Но в то же время Дюк в самой глубине души понимал: конечно же, смешна и нелепа его обида — подумаешь, две девчонки. Тем не менее двадцать мужчин не сумели бы так его опозорить.

Он прошел через вестибюль неспешным шагом, скручивая по дороге сигарету, и, когда оставалось только переступить порог, за спиной раздался отчетливый гнусный смешок. Ах, повернуться бы сейчас да взять этого подлеца за шиворот!

Неожиданно для себя Дюк очутился на ступеньках, ведущих на большой балкон, опоясывающий зал снаружи. Здесь было пусто. Сейчас известие о его позоре с молниеносной скоростью распространяется по всему танцевальному залу. Эти парни из вестибюля наверняка не тратят время даром. Все теперь хохочут над ним. Потолок сотрясается от их мерзких голосов. Они смеются над Джоном Морроу — над самим Дюком!

Он закрыл глаза, всем телом трепеща от бессильного гнева, и поднял руки, чтобы произнести слова ужасной клятвы мести, и в то же мгновение услышал в глубине балкона легкий шум.

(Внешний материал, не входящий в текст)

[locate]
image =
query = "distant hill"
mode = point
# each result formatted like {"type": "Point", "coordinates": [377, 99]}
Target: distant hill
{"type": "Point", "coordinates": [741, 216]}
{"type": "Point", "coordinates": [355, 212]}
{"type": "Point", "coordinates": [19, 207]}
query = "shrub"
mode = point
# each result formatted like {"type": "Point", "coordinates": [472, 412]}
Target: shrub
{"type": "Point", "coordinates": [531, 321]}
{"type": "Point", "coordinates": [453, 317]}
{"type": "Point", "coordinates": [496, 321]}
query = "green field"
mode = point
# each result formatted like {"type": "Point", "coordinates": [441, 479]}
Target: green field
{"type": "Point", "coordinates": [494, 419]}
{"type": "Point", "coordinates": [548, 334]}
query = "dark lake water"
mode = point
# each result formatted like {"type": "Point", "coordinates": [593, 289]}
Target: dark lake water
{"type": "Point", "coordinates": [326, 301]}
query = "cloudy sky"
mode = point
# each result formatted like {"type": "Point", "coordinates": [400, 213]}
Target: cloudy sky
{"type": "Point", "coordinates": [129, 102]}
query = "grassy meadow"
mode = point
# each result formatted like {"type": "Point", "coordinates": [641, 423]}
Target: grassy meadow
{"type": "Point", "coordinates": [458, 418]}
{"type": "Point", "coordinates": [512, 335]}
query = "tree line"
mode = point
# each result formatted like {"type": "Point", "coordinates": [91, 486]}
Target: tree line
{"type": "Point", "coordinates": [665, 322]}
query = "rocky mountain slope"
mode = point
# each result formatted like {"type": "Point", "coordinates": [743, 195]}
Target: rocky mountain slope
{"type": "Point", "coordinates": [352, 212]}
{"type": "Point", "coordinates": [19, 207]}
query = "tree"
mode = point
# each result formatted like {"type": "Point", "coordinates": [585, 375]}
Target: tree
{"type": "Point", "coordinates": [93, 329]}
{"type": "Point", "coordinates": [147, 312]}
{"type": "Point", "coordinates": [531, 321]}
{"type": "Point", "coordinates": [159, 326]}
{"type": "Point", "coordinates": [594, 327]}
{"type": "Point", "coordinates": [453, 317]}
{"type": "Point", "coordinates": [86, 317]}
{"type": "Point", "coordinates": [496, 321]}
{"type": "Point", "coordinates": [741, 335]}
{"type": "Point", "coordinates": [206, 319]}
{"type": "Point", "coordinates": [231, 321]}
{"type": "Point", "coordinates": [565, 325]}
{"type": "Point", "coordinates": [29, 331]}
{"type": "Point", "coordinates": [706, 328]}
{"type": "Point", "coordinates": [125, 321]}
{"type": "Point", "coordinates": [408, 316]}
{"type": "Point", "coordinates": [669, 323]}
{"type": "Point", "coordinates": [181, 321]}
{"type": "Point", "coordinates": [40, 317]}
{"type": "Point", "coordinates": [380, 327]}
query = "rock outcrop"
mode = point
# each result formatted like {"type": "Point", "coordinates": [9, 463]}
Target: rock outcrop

Это уж было чересчур! Неужели они спрятались там, чтобы подсматривать, как он переносит жесточайшую незаслуженную кару? Нет, этого просто нельзя вынести! Да, на балконе виднелась чья-то тень, державшая дверную ручку; тень была покрыта мокрым дождевиком. И тут он вспомнил, что на этот балкон вела снаружи еще одна лестница, которой уже давно никто не пользовался. Кому это понадобилось подниматься наверх по старой лестнице с прогнившими ступенями?

Неизвестно кому принадлежавшая тень между тем продолжала дергать за дверную ручку. Возможно, когда-то дверь, ведущая на хоры зала, открывалась легко, но теперь, в сыром воздухе, древесина размокла и не поддавалась усилиям незнакомца.

— Помочь? — спросил Дюк.

Тень прилагала все силы, пытаясь распахнуть дверь.

— Нет-нет, — откликнулся женский голосок.

Дюк остановился. В любых обстоятельствах с женщинами следует вести себя пристойно.

— Я все-таки помогу вам открыть, — сказал он.

— Ну что ж! — произнес голосок.

Фигурка напряглась, когда Дюк приблизился к ней. Что это случилось со всеми местными девушками? Почему они принимают его то за Синюю Бороду, то за Джека Потрошителя, то одновременно открыто оскорбляют его и обливают презрением? Такого унижения ему еще не доводилось переживать. Он взялся за ручку двери, готовый вдребезги разнести обе створки, но они подались и легко отворились; Дюк повернулся к девушке. Та пробормотала несколько слов благодарности и попыталась юркнуть мимо него на узкий балкончик хоров. Но, внезапно вскипев от бешенства, Дюк закрыл ей дорогу в спасительное место.

8. САЛЛИ СМИТ

— Мисс, — проговорил он, — я вынужден просить у вас прощения за то, что в данный момент задерживаю вас. Однако, Бога ради, объясните, почему вы испугались меня?

В момент, когда он преградил путь рукой, девушка резко отшатнулась. Пола дождевика откинулась, и Дюк заметил розовое платье из блестящего материала. Несмотря на крайне слабую освещенность террасы, он рассмотрел на ее ногах туфельки из розового атласа, мерцающие, словно отражение зари в спокойной воде. Девушка подняла голову, и тень широкополого сомбреро уже не скрывала ее лица. Дюку захотелось получше рассмотреть ее.

— Я не испугалась, — с презрением ответила девушка. — Я не боюсь ни вас, ни любого другого мужчину.

— Да? — насмешливо протянул Дюк. — Тогда совсем другое дело. Но еще минуту назад мне казалось, что вы были готовы пройти сквозь эту стену, только бы избавиться от меня.